Okresowe niedobory opadów skutkują zmniejszeniem ilości i jakości plonów. Roślinami, które nie wymagają ogromnych zasobów wody, są te z sięgającymi głęboko korzeniami. Eksperci polecają, aby uprawy jare zamienić na rzecz ozimych oraz wybierać rośliny o krótkim okresie wegetacji. Zboża ozime i rzepak ozimy nie są tak wrażliwe na suszę, jak zboża jare, które nie potrafią tak dobrze wykorzystać wody poziomowej. Małych ilości wody potrzebuje np. sorgo, odporny na suszę jest też ziemniak.
Z powodu ekstremalnych upałów i niedoborów wody na obszarach śródziemnomorskich plony będą coraz mniejsze, a bezpieczeństwo żywnościowe bardziej zagrożone. W północnej Europie może wzrosnąć wydajność rolnictwa, ale wynika ona z postępujących zmian klimatu. Biotechnolodzy już teraz tworzą hybrydy roślin, które mają być bardziej odporne na efekty globalnego ocieplenia.
Zwierzęta, nawóz i klimat
Jak podaje Europejska Agencja Środowiska, zaopatrywanie w żywność wiąże się z emisją gazów cieplarnianych na każdym etapie. Globalne emisje z rolnictwa mają tendencję wzrostową w większości miejsc na świecie. Wpływają na to większy popyt oraz zmiana modelu konsumenta i konsumpcji wynikające z rosnących dochodów w niektórych krajach rozwijających się. Nasze codzienne wybory mogą to zmienić.
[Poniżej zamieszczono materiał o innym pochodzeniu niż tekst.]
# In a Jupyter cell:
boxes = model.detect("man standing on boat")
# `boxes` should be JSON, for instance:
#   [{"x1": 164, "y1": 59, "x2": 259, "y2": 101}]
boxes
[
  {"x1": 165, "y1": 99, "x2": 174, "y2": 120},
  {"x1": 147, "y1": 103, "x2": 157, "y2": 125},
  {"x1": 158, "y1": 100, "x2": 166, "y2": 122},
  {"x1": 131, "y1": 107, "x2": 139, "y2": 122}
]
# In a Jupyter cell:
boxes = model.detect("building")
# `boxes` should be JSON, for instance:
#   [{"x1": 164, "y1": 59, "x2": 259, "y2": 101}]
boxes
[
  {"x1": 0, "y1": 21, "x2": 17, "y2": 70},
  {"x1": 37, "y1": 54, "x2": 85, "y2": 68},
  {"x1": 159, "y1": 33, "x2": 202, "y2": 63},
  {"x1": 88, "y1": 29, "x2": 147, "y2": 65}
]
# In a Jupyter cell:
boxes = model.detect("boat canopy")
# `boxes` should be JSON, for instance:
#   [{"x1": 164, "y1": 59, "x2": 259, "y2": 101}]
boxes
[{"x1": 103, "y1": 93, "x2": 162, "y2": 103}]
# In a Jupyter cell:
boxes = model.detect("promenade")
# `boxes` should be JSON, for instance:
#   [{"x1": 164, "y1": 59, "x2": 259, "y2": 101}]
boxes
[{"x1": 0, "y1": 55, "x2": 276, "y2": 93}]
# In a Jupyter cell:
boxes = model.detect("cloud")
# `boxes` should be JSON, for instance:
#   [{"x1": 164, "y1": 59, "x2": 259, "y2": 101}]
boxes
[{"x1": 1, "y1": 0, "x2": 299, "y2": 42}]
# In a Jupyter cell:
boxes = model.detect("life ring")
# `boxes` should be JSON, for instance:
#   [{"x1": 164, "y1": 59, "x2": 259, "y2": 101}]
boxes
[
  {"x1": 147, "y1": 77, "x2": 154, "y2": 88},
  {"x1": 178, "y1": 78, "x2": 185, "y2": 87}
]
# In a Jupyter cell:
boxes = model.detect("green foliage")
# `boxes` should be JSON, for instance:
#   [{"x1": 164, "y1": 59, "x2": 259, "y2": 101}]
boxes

Szacuje się, że to hodowla zwierząt jest jedną z najbardziej emisyjnych gałęzi rolnictwa. Generuje aż połowę antropogenicznej (będącej wynikiem działalności człowieka) emisji metanu. Gaz ten jest wydzielany przez zwierzęta hodowlane. IPCC, czyli Zespół ds. Zmian Klimatu działający przy ONZ apeluje o promowanie oraz zmianę diety - opartą na roślinach. Naukowcy twierdzą, że taka dieta pozwoli skutecznie spowolnić proces globalnego ocieplenia. Jest oprócz tego zdrowa i bardziej etyczna. Zwiększanie dobrostanu zwierząt to jeden z celów decydentów. W UE od 2027 r. ma obowiązywać w związku z tym zakaz chowu klatkowego.
Równowaga i technologia
W łagodzeniu emisji z rolnictwa pomocne może być włączenie innowacyjnych technik do metod produkcji, takich jak wychwytywanie metanu, monitorowanie upraw i używanie syntetycznych nawozów w mniejszej skali. Celem wielu gospodarek świata, w tym UE jest uczynienie rolnictwa bardziej ekologicznym, np. poprzez stosowanie zrównoważonych praktyk rolniczych (rolnictwo wertykalne, regeneracyjne, wertykalne) w połączeniu z niskoemisyjną technologią. W tym celu wykorzystuje się sztuczną inteligencję, m.in. robotykę. Popularność zdobywają też wielkoskalowe uprawy, które nie wymagają użycia gleby i nie są wodochłonne (np. hydroponika).
Przyciąganie nowych ludzi
Kwestią, która pozostaje priorytetowa dla rozwoju rolnictwa, są ludzie. Napływ nowych zaangażowanych i wykształconych w tym kierunku osób pozwala spojrzeć na przemysł pod innym kątem i odciążyć starszych rolników, ponieważ średni wiek rolnika wynosi obecnie ok. 60 lat. Obecnie brakuje jednak osób, które chciałyby zająć się na większą skalę tym sektorem gospodarki.
Równolegle eksperci branżowi przewidują, że przemysłowe gospodarstwa rolne odnotują wzrost i większe dochody w 2023 r., co może zmniejszyć szansę małych czy jednoosobowych firm na wybicie się. Mikro gospodarstwa stanowią jednak istotną alternatywę dla masowego rynku żywności.